Elle était si morne et si lasse que, la cloche du dîner ayant sonné, elle descendit sans songer à sa toilette, sans rafraîchir ses yeux encore rougis, irrités par les larmes.
[XVII]
Léonor attendait l'effet de sa cure. Il vit, dès le soir, qu'elle avait réussi. Rose avait l'air d'une ombre, mais d'une ombre douloureuse. Elle oubliait de manger, elle demeurait, les yeux dans le vide, la main sur son verre, elle ne répondait pas aux questions, sans les faire répéter. Enfin, il était visible qu'elle avait pleuré.
«Le remède a été amer, se dit Léonor, n'en voudra-t-elle pas au médecin? Peut-être, mais l'important était de rayer de hachures l'image intacte qu'elle portait dans son cœur. C'est fait. Sur le portrait de M. Hervart, il y a écrit partout maintenant, en long, en large, en travers: «Gratienne, Gratienne, Gratienne.» Ah! petite hirondelle des grèves et des alcôves, que tu m'auras été précieuse! Je te donnerai un collier d'or, pour remercier en la personne la souveraine maîtresse des cœurs et des reins. Hervart, toi que j'ai envie, à cette heure, je te plains. Je te méprise aussi. Quoi, tu avais trouvé l'amour ingénu et absolu, tu avais trouvé en une seule créature l'enfant, l'amante et l'épouse, tu possédais le sourire de l'innocence et le désir de la femme,—et tu as laissé tout cela pour Gratienne aux baisers trop adroits! Mais non, pas d'invectives; honnête fonctionnaire, je te remercie. Oui, mais moi, est-ce que je vaux beaucoup mieux?

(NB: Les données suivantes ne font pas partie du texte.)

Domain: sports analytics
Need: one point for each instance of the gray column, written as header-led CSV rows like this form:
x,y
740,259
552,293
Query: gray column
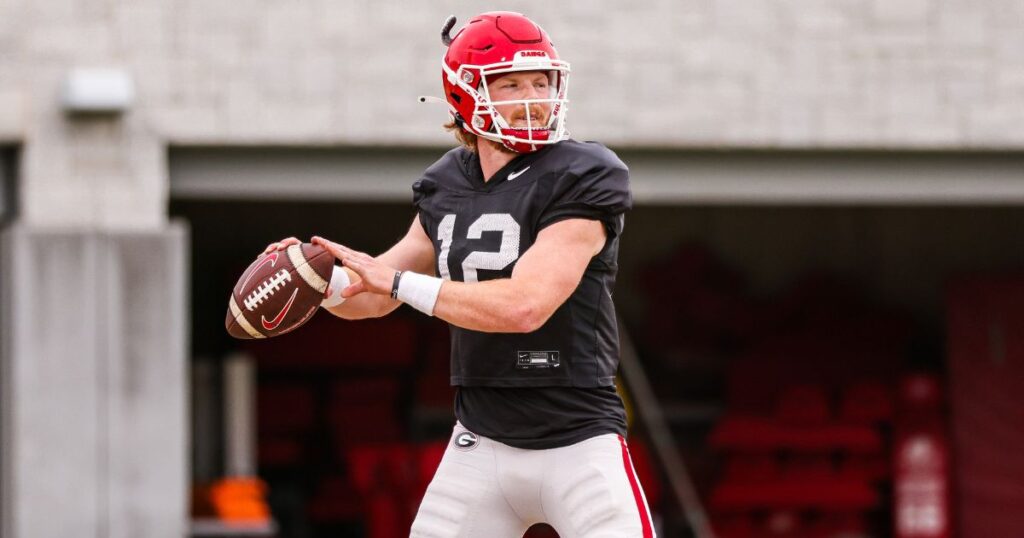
x,y
93,382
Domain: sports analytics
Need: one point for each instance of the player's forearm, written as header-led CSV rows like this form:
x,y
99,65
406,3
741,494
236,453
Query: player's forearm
x,y
497,305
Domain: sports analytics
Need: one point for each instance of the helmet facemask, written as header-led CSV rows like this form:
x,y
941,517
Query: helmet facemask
x,y
487,122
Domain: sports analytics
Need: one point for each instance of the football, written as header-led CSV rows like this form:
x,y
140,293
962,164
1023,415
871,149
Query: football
x,y
279,292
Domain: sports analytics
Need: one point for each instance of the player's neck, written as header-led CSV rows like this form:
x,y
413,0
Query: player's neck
x,y
493,158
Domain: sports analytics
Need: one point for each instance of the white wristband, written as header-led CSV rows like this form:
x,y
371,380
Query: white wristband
x,y
419,291
339,281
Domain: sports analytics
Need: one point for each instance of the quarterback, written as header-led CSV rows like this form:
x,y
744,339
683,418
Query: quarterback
x,y
514,245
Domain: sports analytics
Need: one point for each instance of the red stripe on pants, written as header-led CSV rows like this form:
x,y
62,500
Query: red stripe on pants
x,y
648,531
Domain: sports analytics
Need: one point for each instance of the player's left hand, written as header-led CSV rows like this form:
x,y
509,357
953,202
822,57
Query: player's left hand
x,y
376,277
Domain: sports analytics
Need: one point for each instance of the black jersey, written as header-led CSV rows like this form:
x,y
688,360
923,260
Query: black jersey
x,y
479,230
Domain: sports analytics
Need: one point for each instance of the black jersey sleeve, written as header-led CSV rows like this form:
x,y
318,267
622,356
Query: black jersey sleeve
x,y
596,187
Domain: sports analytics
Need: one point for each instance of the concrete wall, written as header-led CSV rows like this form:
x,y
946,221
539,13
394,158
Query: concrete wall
x,y
93,380
710,73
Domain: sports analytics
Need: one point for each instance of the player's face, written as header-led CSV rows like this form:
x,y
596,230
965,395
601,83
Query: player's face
x,y
522,85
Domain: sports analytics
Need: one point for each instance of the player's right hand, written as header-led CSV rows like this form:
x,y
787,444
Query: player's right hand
x,y
281,245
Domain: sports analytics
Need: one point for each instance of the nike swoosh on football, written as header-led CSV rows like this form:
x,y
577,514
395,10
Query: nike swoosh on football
x,y
272,324
513,175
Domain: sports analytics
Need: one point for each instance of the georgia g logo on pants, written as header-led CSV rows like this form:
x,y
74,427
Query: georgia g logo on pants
x,y
465,441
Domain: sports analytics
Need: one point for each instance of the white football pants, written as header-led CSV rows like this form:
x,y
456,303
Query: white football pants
x,y
484,489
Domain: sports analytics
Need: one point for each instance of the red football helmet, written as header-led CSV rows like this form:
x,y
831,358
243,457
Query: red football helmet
x,y
491,45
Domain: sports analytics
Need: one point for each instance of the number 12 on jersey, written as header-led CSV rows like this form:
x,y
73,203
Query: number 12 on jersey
x,y
508,253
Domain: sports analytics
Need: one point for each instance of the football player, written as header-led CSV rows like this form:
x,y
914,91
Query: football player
x,y
515,246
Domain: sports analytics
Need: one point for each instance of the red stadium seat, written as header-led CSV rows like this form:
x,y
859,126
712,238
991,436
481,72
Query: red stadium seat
x,y
866,403
803,405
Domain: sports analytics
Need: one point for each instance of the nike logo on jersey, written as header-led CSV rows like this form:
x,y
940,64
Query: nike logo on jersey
x,y
513,175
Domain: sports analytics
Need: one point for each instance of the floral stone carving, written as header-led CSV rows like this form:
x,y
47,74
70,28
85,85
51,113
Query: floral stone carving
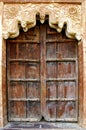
x,y
16,15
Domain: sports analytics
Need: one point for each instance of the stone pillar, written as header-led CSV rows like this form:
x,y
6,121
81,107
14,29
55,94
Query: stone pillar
x,y
3,113
83,101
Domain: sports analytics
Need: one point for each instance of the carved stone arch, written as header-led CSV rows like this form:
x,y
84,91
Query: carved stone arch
x,y
16,15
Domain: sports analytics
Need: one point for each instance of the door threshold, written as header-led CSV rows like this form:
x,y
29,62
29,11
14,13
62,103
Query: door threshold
x,y
42,126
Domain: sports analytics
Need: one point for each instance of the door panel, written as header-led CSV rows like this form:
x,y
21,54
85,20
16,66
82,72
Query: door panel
x,y
42,76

Ma Gratienne est une marquise, mais j'en ai une aussi. Non, je n'en ai plus. Je serai loyal. Je jette à la mer mon ancien fardeau, et je me mets à genoux devant toi, douloureuse jeune fille, les épaules libres et le cœur libre.»

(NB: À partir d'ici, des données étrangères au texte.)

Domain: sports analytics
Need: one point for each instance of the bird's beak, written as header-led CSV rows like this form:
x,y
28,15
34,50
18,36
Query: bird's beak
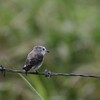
x,y
47,51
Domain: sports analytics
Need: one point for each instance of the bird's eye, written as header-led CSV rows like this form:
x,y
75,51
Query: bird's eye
x,y
43,49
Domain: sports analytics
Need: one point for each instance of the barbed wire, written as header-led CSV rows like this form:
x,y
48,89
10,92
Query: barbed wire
x,y
46,73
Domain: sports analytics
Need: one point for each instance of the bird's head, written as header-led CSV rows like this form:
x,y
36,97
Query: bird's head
x,y
40,49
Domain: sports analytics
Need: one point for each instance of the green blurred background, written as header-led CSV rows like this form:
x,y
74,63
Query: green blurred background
x,y
70,29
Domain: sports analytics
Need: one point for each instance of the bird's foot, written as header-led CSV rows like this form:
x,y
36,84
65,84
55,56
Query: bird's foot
x,y
2,69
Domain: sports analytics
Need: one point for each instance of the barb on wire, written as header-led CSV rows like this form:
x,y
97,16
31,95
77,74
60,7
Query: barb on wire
x,y
46,73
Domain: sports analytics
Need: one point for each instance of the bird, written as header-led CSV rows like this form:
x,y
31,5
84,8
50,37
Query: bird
x,y
35,58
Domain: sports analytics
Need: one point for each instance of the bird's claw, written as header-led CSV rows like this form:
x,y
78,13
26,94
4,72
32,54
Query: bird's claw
x,y
2,69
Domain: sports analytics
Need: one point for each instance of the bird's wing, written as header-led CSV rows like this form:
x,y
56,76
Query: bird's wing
x,y
34,61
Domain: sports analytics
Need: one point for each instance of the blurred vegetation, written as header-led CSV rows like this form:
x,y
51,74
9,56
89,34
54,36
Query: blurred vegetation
x,y
70,29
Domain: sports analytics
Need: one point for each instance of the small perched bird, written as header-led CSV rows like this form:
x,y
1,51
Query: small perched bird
x,y
35,58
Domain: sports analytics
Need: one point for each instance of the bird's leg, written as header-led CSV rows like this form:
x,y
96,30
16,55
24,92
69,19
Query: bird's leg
x,y
26,72
36,71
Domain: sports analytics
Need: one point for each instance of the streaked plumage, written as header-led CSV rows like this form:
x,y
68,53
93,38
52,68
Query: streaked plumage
x,y
35,58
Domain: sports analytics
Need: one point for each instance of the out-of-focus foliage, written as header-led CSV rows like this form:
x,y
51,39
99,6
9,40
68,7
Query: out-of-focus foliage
x,y
70,29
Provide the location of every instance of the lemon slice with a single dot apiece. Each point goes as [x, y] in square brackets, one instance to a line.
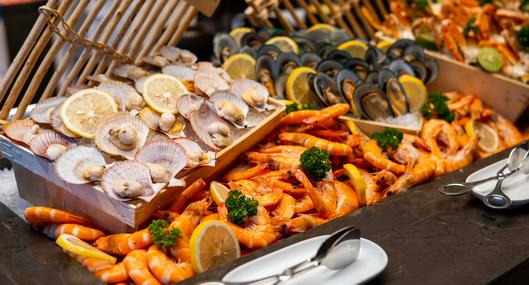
[415, 90]
[297, 87]
[358, 181]
[219, 192]
[161, 91]
[74, 245]
[239, 66]
[81, 112]
[356, 48]
[237, 33]
[488, 140]
[284, 43]
[326, 28]
[213, 244]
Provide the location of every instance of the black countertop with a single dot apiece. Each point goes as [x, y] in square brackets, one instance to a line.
[429, 239]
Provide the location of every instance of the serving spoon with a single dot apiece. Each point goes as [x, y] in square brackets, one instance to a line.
[336, 252]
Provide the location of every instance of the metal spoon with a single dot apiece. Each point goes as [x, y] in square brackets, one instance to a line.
[516, 158]
[336, 252]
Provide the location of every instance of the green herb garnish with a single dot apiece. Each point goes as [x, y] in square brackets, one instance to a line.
[161, 236]
[389, 137]
[316, 163]
[240, 207]
[436, 107]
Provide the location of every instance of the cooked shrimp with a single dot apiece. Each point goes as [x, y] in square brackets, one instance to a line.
[40, 216]
[87, 234]
[338, 149]
[166, 270]
[138, 268]
[373, 154]
[114, 274]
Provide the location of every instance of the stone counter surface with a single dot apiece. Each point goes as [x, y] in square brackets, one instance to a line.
[429, 239]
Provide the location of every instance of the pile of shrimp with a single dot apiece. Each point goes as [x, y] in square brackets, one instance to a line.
[289, 201]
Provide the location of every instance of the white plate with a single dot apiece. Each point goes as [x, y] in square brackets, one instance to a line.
[515, 186]
[372, 259]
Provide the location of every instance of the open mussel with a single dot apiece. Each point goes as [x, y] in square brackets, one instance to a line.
[326, 89]
[394, 92]
[372, 102]
[224, 46]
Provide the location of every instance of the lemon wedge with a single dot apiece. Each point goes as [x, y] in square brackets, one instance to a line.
[488, 139]
[213, 244]
[82, 111]
[415, 90]
[219, 192]
[239, 66]
[358, 181]
[76, 246]
[161, 91]
[356, 48]
[285, 44]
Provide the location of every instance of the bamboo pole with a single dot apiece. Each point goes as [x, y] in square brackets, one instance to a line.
[34, 35]
[52, 52]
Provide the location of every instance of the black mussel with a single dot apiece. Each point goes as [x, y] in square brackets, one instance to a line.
[432, 68]
[252, 40]
[310, 59]
[339, 55]
[413, 53]
[347, 82]
[267, 71]
[420, 70]
[360, 67]
[394, 92]
[396, 50]
[400, 67]
[224, 46]
[288, 61]
[372, 102]
[329, 67]
[270, 50]
[326, 89]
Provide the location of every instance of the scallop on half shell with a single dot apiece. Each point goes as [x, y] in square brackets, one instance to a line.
[80, 165]
[121, 134]
[165, 159]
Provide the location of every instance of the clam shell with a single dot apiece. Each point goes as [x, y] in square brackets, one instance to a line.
[202, 120]
[71, 164]
[130, 171]
[242, 87]
[164, 152]
[195, 154]
[103, 138]
[42, 111]
[188, 103]
[43, 141]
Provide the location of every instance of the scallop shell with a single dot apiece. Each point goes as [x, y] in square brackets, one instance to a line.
[71, 164]
[206, 124]
[18, 129]
[247, 89]
[103, 139]
[220, 99]
[45, 144]
[129, 171]
[188, 103]
[42, 111]
[195, 154]
[163, 152]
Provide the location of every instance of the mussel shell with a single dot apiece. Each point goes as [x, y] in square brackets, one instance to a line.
[372, 102]
[329, 67]
[400, 67]
[326, 89]
[394, 91]
[310, 59]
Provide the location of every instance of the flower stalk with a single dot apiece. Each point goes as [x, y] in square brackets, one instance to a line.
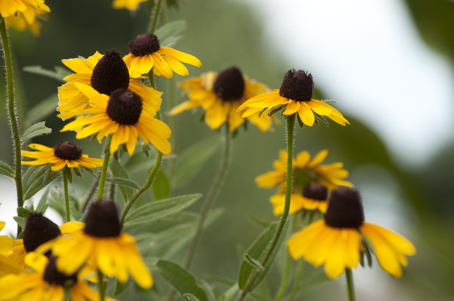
[12, 115]
[283, 219]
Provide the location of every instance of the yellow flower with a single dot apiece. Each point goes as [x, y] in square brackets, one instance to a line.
[314, 197]
[124, 115]
[64, 154]
[305, 169]
[105, 73]
[20, 13]
[128, 4]
[220, 95]
[45, 283]
[294, 96]
[146, 53]
[103, 246]
[338, 240]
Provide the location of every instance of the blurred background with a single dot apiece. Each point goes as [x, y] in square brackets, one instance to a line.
[387, 63]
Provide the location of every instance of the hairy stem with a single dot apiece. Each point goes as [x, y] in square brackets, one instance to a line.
[288, 191]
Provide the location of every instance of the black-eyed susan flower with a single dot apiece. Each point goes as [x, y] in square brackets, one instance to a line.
[338, 240]
[304, 171]
[64, 154]
[21, 14]
[103, 246]
[39, 230]
[146, 53]
[45, 282]
[220, 95]
[125, 116]
[105, 73]
[128, 4]
[294, 96]
[313, 197]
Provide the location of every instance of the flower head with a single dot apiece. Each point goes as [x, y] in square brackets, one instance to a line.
[105, 73]
[338, 240]
[294, 96]
[220, 95]
[146, 53]
[46, 282]
[22, 13]
[128, 4]
[64, 154]
[103, 246]
[125, 115]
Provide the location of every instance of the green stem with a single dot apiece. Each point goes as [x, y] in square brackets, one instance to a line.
[288, 190]
[152, 172]
[211, 197]
[65, 189]
[12, 115]
[105, 165]
[351, 288]
[286, 273]
[101, 286]
[155, 16]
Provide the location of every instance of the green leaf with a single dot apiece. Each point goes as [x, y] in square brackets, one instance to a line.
[35, 130]
[20, 221]
[161, 186]
[160, 209]
[42, 109]
[230, 293]
[181, 279]
[253, 262]
[119, 172]
[123, 182]
[6, 170]
[193, 158]
[169, 33]
[258, 248]
[58, 74]
[190, 297]
[36, 178]
[42, 205]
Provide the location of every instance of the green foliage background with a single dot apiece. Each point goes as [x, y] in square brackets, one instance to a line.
[223, 33]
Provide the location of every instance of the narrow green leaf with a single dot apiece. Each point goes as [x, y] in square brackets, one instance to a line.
[123, 182]
[119, 172]
[20, 221]
[190, 297]
[156, 210]
[36, 178]
[161, 186]
[193, 158]
[253, 262]
[42, 109]
[6, 170]
[170, 31]
[259, 246]
[58, 74]
[181, 279]
[42, 205]
[35, 130]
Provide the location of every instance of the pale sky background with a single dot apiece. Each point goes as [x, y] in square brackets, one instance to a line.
[368, 56]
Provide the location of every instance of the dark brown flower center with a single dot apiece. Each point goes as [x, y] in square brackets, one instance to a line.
[297, 85]
[345, 209]
[144, 44]
[67, 151]
[110, 73]
[124, 107]
[315, 192]
[54, 277]
[38, 230]
[229, 84]
[102, 220]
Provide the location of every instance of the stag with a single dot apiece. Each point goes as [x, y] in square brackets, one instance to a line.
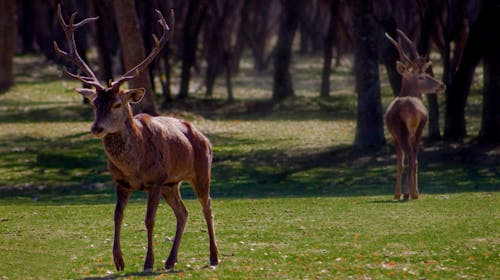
[406, 116]
[151, 154]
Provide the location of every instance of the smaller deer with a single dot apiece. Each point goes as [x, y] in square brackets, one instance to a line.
[406, 116]
[152, 154]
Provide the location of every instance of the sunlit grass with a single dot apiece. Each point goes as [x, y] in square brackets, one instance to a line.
[291, 199]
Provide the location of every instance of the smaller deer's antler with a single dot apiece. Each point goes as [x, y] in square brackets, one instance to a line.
[418, 63]
[72, 55]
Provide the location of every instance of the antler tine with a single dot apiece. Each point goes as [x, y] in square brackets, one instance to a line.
[72, 54]
[410, 42]
[134, 72]
[402, 53]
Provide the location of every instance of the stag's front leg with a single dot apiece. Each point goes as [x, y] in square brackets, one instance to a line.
[173, 198]
[400, 157]
[122, 196]
[153, 201]
[414, 187]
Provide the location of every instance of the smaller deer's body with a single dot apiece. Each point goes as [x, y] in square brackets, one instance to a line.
[152, 154]
[406, 116]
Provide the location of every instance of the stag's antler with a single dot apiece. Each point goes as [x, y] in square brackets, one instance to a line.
[402, 53]
[72, 55]
[134, 72]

«Il n'arriva rien ce soir-là. Rose garda le silence. Son attitude avec Léonor fut celle des autres moments. Mais, pour conserver son amabilité coutumière, elle était obligée à de pénibles efforts. Léonor délibéra s'il ne prendrait pas la parole lui-même, s'il ne la questionnerait pas distraitement sur ce château de Martinvast qu'il croyait mêlé aux autres papiers et qu'il n'avait pas retrouvé. Le vent l'avait emporté, peut-être»?
«Non, cela serait trop direct. Qu'elle ait des soupçons, soit, je tâcherai de les détruire. Je serais perdu si elle avait des certitudes. Mais je suis bien tranquille. Elle y viendra d'elle-même, elle parlera. Et moi j'aurai l'air de ne pas comprendre, je me ferai arracher une à une des paroles ambiguës.»
Les jours passèrent. Rose, toujours dans la même attitude mélancolique, ruminait ses chagrins. Elle continuait de se taire, et Léonor voyait venir le moment où, sa présence étant inutile, il devrait prendre congé. Les travaux extérieurs s'achevaient, le mauvais temps rendait les terrassements impossibles et Rose avait décidé que les remaniements intérieurs seraient remis au printemps.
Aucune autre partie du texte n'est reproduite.